Kyle Hudson probably figures to be an even closer comp to Angle, as their offensive game is almost identical and they both play centerfield. The biggest difference is in their arm strength - Angle has good arm strength and Hudson is below average.

I've always been a big fan of Joe Jordan and been confident in his decisions. One thing I like is that he's confident in himself and his staff, and he's not afraid to go after "his guys" as opposed to who the scouting industry in general would have them take. So I'm not too worried about players who are perceived as reaches. If Jordan liked them enough to take them there, then I'll wait to see how they progress before declaring anyone a bad pick. The only change I would have made, were I in the draft room, is I would have taken shortstop Tyler Ladendorf with our 2nd round pick.

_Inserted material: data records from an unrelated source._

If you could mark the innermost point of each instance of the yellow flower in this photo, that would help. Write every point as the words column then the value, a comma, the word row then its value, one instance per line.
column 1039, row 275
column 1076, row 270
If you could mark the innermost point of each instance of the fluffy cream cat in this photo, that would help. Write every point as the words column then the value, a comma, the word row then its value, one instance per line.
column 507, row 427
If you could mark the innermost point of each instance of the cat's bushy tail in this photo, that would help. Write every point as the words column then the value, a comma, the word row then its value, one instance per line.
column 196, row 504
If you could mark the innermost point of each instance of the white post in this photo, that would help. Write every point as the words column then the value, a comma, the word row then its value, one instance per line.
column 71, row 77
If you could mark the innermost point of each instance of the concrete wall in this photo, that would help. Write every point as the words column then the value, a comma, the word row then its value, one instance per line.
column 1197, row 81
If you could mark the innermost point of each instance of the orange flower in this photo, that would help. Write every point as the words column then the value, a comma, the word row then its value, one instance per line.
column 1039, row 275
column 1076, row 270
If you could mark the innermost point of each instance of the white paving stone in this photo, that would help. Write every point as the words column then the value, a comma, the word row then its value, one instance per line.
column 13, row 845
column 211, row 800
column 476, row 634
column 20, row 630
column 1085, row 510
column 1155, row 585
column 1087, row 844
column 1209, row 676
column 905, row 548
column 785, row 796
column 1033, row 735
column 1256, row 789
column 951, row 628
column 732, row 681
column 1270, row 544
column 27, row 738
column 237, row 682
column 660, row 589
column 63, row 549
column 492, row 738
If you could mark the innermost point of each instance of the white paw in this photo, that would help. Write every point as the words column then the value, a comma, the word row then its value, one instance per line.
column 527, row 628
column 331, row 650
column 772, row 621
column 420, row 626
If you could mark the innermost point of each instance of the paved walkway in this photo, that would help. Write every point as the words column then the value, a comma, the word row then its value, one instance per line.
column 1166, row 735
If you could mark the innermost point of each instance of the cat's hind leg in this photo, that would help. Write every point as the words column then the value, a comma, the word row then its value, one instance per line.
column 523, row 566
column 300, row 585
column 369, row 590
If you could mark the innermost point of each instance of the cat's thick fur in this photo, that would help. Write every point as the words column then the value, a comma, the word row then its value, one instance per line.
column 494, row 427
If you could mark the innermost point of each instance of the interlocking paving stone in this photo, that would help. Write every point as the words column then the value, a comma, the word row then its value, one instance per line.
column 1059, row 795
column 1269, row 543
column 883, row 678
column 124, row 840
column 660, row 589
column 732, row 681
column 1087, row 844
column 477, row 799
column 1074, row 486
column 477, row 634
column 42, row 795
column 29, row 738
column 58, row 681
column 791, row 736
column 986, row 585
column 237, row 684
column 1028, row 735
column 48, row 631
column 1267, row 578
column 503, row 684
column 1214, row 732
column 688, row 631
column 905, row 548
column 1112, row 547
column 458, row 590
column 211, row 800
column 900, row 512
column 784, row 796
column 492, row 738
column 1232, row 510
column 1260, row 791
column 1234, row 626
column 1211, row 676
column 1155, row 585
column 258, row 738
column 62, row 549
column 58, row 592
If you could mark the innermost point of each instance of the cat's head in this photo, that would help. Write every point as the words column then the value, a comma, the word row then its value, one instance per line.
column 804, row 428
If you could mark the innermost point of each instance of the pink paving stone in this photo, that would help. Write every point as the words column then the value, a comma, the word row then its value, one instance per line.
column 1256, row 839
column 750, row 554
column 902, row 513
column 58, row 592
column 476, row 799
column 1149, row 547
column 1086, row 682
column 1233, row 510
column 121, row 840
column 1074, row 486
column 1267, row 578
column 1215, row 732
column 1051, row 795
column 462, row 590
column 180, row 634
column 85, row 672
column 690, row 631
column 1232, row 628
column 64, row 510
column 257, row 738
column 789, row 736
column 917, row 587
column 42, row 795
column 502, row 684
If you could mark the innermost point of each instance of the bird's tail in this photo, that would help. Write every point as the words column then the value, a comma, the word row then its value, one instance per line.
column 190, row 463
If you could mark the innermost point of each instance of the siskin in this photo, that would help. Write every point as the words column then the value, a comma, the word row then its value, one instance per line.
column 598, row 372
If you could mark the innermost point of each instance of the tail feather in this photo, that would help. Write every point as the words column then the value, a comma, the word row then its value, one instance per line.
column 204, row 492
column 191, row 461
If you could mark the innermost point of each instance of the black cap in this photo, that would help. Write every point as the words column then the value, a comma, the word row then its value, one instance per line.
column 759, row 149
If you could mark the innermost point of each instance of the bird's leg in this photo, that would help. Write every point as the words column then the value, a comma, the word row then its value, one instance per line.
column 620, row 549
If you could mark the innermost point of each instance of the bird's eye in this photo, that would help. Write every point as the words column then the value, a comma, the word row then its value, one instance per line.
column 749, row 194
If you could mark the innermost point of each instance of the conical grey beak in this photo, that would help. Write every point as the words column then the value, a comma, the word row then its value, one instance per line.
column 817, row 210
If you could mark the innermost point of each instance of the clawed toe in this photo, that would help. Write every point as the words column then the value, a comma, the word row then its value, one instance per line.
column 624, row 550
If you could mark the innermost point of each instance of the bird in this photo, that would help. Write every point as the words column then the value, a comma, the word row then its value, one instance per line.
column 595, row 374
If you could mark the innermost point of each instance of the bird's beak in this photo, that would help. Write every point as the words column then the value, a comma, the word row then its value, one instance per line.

He's a personal favorite of mine and still would have fit Jordan's focus on athletic guys with speed. Avery wasn't a bad choice though. We'll just have to wait and see who was the better choice.

The draft is 50 rounds long, so there just isn't enough time to go over all of them. Most of them won't amount to anything at the major league level anyway. There are a few sleepers though.

7th rounder Caleb Joseph is an athletic catcher with some pop. If he can't stay behind the plate a move to third base or even second base is a possibility. He's already been signed and will start the year in Aberdeen.

8th rounder Robert Bundy is a wonderful talent. The 6'2" highschool RHP was a top prospect before he suffered a knee injury last winter. It limited him greatly during the season as he had to wear a bulky knee brace. Supposedly, he's back to full strength now and is looking as good as before the injury, maybe better as the knee brace forced him to adopt a quieter pitching motion. He'll be a big boost to the draft class from the 8th round if Jordan can get him signed. I'm optimistic.

20th rounder Ronnie Welty, an outfielder from Chandler Gilbert Community College, could be someone to watch as well. He can kind of do it all, with some power and speed, and could have gone several rounds earlier. He's already signed as well. I haven't heard yet where he'll play this summer.

There are 3 long shots to get signed, all high school pitchers - Keith Landers (18th rd.), Jarret Martin (19th rd.) and Kevin Brady (44th rd.). Landers and Martin are both left handed with projectable frames, 6'7" and 6'3". Both can throw in the low 90's with breaking balls that project to be above-average or plus. Landers throws more of a slurve while Martin has a true downer of a curveball. Consistency is the only thing holding them back from being top prospects. Brady is a 6'3" right hander with a similar repetoire as Martin, but Brady has been more consistent than either of the lefties. Brady is the toughest sign of the three as he turned down an offer from the Red Sox in the 3rd round (they called him during the draft and made an offer, saying they'd pick him there if he'd accept it). I'll be happy if the Orioles can get one of these players signed.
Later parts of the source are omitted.